The Budget Behind the Push
The scale of Japan’s commitment to physical AI robotics reflects both the urgency of the talent crisis and the government’s read on where competitive advantage in the AI era will be won. Japan’s fiscal year 2026 budget allocates over 387.3 billion yen—approximately $2.6 billion at current exchange rates—toward the development of a multimodal infrastructure model specifically geared toward AI robots and physical AI systems.
This is not simply a research subsidy. It is a bet that Japan’s existing strengths in precision manufacturing, robotics hardware, and industrial systems integration give it a structural advantage in physical AI that it lacks in the large-language-model arms race dominated by American and Chinese players.
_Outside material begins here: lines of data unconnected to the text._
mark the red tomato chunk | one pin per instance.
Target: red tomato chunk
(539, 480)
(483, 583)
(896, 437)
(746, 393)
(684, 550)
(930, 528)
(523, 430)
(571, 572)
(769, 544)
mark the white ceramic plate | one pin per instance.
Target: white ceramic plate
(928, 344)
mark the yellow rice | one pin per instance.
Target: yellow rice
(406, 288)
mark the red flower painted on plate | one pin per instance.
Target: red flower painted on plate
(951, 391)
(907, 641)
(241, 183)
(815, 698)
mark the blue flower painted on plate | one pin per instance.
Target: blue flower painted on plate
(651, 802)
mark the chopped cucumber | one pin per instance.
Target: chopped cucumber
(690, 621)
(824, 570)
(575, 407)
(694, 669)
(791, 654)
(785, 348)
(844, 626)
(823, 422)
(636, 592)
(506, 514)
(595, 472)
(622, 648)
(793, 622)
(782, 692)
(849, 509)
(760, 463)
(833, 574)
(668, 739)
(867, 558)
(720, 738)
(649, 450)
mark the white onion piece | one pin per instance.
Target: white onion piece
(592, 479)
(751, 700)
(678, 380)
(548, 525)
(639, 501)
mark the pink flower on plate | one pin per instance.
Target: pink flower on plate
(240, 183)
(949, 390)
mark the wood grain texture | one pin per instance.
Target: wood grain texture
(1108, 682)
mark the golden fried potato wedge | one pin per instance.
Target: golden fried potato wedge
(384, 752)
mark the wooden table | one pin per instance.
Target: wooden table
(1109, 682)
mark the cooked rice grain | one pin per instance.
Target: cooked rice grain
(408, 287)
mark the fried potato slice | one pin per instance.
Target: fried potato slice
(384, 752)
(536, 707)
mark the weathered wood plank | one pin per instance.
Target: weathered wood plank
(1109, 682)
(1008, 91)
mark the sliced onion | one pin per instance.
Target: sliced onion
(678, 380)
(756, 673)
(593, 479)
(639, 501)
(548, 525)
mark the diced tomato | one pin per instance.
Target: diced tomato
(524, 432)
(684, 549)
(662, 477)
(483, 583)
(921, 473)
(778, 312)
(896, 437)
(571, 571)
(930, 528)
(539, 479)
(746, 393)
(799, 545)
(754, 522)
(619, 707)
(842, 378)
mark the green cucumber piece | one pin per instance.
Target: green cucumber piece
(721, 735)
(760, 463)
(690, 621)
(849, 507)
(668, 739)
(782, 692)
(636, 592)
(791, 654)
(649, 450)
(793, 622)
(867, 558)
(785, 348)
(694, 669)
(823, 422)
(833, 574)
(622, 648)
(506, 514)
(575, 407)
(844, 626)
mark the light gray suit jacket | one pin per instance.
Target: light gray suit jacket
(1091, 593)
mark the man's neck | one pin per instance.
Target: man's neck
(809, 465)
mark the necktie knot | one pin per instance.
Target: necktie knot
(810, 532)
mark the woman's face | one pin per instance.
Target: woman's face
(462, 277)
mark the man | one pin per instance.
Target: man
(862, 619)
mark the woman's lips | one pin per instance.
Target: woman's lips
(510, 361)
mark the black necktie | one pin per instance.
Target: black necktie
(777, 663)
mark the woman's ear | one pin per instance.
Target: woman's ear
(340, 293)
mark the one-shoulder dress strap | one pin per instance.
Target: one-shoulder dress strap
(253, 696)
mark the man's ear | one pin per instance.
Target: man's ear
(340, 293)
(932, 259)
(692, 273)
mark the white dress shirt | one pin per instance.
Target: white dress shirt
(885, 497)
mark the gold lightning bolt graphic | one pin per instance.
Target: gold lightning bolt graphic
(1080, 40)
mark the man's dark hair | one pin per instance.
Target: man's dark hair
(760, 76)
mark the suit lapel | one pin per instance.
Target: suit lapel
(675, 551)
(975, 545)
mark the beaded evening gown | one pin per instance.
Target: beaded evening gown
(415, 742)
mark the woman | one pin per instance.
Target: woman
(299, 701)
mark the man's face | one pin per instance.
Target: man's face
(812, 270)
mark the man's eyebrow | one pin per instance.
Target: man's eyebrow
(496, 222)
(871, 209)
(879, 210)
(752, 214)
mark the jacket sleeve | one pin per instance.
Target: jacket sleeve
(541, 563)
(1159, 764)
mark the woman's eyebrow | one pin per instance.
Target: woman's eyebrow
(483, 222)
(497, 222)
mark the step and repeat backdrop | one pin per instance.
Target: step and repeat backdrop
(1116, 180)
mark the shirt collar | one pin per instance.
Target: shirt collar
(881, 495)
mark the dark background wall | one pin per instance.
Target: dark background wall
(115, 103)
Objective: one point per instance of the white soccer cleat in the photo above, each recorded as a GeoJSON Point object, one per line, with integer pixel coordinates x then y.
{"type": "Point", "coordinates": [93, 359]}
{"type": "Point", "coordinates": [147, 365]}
Rather than competing directly on frontier model capability, Japan is placing its chips on the application layer—the deployment of AI-driven physical systems in hospitals, factories, and research institutions where the country’s engineering culture is already a proven asset.
The Broader Significance
What Japan is building in its wet labs and cancer screening clinics is an early glimpse of a pattern that will play out across every country facing the same fundamental constraint: the number of expert humans needed to address modern scientific and medical challenges exceeds what any training system can produce in time.
The solution is not to replace human experts but to amplify what they can do—automating the repeatable, quantitative, time-consuming parts of their work so that human attention can focus on the interpretive, relational, and creative dimensions that remain genuinely hard to automate. Japan’s AI-in-medicine push is less about replacing scientists and doctors than about making it possible for fewer of them to accomplish what previously required many more.
The combination of Maholo robots running experiments while oncologists sleep, AI cytology tools pre-screening the negative samples so specialists only see the ambiguous ones, and institutional hubs connecting data to researchers to companies represents a coherent national strategy for surviving a demographic crunch that Japan faces earlier than most—and that most of the world will face eventually.